Volume 28, Issue 489                                             April 16, 2007

Matthew Gever

Lawmakers in South Carolina are looking to tighten penalties for drunk drivers and close loopholes that allow many offenders to slip through the system.

“We have to change the way DUI (driving under the influence) laws are enforced in this state and I ask that we do it this year,” said Governor Mark Sanford in his state-of-the-state speech. Legislators are now working with the Governor to reform the state’s laws.

Since 1997, the national rate of fatal crashes that involve drunk driving has remained flat, after falling by nearly half between 1982 and 1997, according to the National Conference on Highway Safety Priorities. And many individuals get away with driving drunk. About 90 million car trips are made yearly by drunk drivers, but only 1.5 million of those will result in arrests, according to the Insurance Institute for Highway Safety.

“We have one of the worst fatality rates in the country,” said Representative Garry Smith. South Carolina has consistently ranked among the top 10 states in annual DUI-related accidents and deaths. In 2005, the state had 1,093 road fatalities, of which 464 were attributable to alcohol, according to the National Highway Traffic Safety Administration.

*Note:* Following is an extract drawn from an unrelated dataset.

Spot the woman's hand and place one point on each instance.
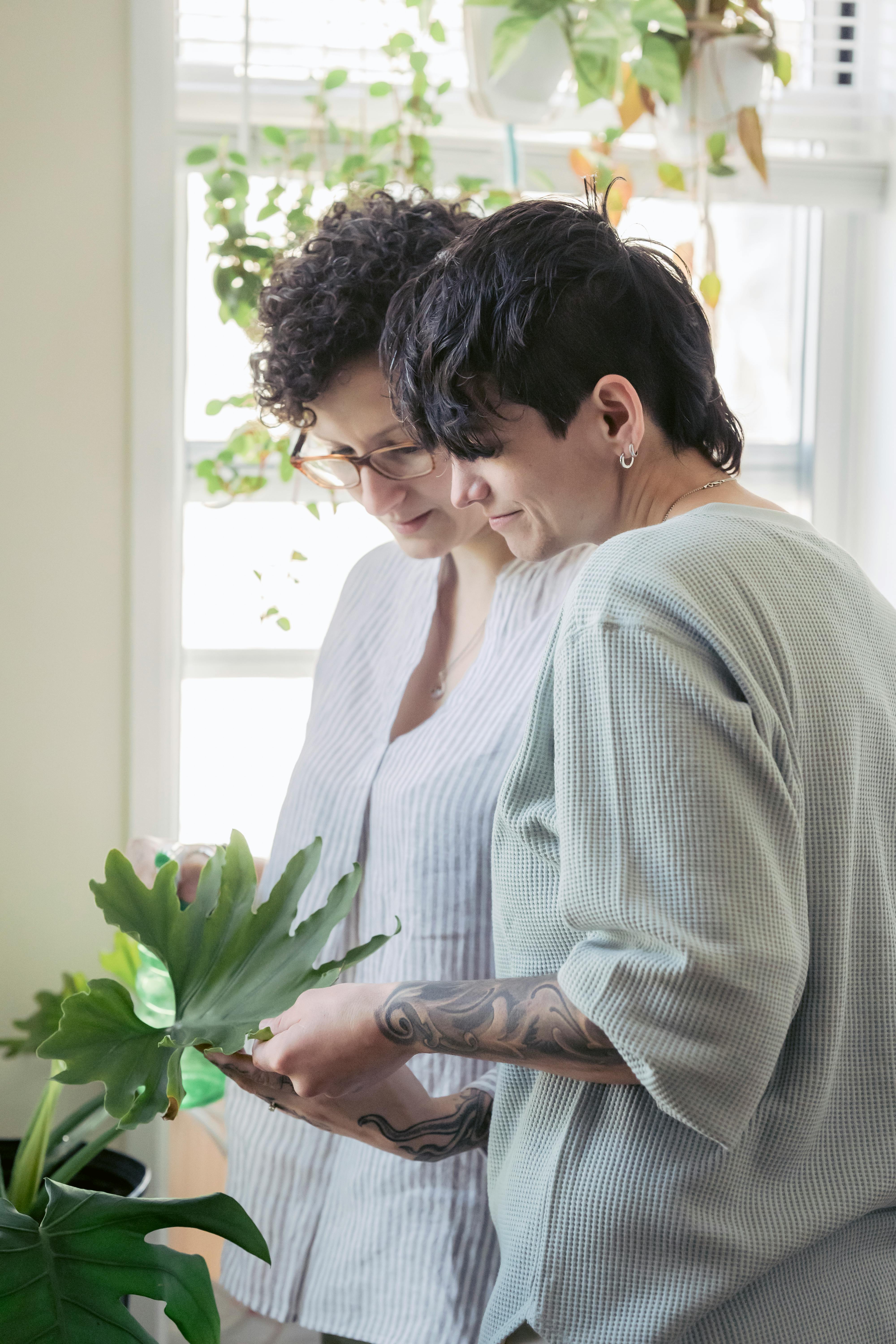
(351, 1038)
(330, 1044)
(398, 1118)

“We should be thinking about the victims first,” said House Speaker Doug Smith at a press conference. Speaker Smith urged lawmakers to toughen DUI laws.

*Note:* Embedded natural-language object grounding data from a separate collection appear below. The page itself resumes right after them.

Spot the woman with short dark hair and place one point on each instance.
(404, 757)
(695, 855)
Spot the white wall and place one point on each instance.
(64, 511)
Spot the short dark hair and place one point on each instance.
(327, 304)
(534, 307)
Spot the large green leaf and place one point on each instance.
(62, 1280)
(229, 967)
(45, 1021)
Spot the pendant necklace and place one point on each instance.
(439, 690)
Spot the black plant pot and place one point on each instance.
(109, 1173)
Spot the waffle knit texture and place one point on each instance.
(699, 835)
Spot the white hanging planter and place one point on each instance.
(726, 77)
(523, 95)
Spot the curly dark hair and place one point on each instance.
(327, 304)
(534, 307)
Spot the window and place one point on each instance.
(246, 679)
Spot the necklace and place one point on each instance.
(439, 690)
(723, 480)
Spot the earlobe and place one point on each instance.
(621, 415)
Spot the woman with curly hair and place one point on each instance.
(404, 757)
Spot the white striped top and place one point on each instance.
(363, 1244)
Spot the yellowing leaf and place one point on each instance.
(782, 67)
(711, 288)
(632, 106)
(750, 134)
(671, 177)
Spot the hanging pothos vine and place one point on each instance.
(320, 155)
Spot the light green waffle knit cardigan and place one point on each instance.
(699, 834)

HB 3165 would increase the penalties associated with DUI. If an individual is pulled over for drunk driving and refuses a breathalyzer test, the state will suspend the person’s driver’s license for one year. The previous penalty was 90 days. The bill also creates graduated penalties for increasing levels of intoxication and longer jail times for repeat offenders. First-time offenders would be required to enroll in treatment.

Many of the complaints about South Carolina’s DUI laws relate to the process of arrest. For example, officers must read Miranda rights to the offender twice—once at the point of arrest and again before a breath test is administered. HB 3196 would change that by dropping the required second reading. “It’s time to stop tying the hands of law enforcement,” added Rep. Smith, who has been working to drop those requirements for the past three years.

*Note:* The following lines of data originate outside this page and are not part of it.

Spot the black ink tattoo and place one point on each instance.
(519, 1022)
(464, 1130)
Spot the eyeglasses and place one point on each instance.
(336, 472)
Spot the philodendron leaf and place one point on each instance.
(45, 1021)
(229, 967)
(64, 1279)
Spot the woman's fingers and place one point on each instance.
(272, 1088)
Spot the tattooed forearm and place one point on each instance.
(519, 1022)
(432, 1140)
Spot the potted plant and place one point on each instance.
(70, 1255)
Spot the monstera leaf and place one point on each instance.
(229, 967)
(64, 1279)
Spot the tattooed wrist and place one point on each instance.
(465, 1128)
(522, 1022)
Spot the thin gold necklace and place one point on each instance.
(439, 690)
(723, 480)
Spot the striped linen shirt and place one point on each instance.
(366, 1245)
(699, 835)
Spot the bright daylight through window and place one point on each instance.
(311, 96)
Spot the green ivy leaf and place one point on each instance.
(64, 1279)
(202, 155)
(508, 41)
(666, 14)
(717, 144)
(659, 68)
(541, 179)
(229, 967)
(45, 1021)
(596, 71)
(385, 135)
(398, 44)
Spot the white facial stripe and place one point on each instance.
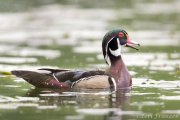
(116, 52)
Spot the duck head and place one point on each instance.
(113, 42)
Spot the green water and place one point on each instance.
(37, 34)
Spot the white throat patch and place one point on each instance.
(116, 52)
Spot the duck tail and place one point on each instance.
(34, 78)
(40, 80)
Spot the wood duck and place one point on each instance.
(116, 76)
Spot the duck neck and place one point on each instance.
(119, 71)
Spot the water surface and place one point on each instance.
(63, 34)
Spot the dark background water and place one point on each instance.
(67, 34)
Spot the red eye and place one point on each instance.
(121, 34)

SB 219 seeks to shame offenders into sobriety. Under this bill, if an individual is convicted of a second or subsequent DUI, the clerk of the county must publish a legal notice of the individual’s conviction at that individual’s expense. The notice is required to appear in the same manner as other legal notices in said county or in a newspaper. The notice of conviction also must include the name and address of the convicted person, the date, time and place of arrest, as well as the disposition of the case.

In 2006, approximately 11,000 South Carolinians had their driver’s licenses suspended for driving under the influence. Of those, 2,300 were repeat offenders. Previous laws gave judges the option of requiring an ignition locking device for those with a conviction. HB 3277 would require the device for anyone convicted two or more times.

Other bills would establish administrative barriers such as higher fees for re-registering immobilized vehicles (cars that were seized or impounded from DUI convicts) and longer license suspensions.

Some Senators are less than enthused about the proposed legislation. Their primary concern is that most of the bills being considered are not addressing the core of the problem—substance use disorders—because they are focused on punitive measures rather than treatment.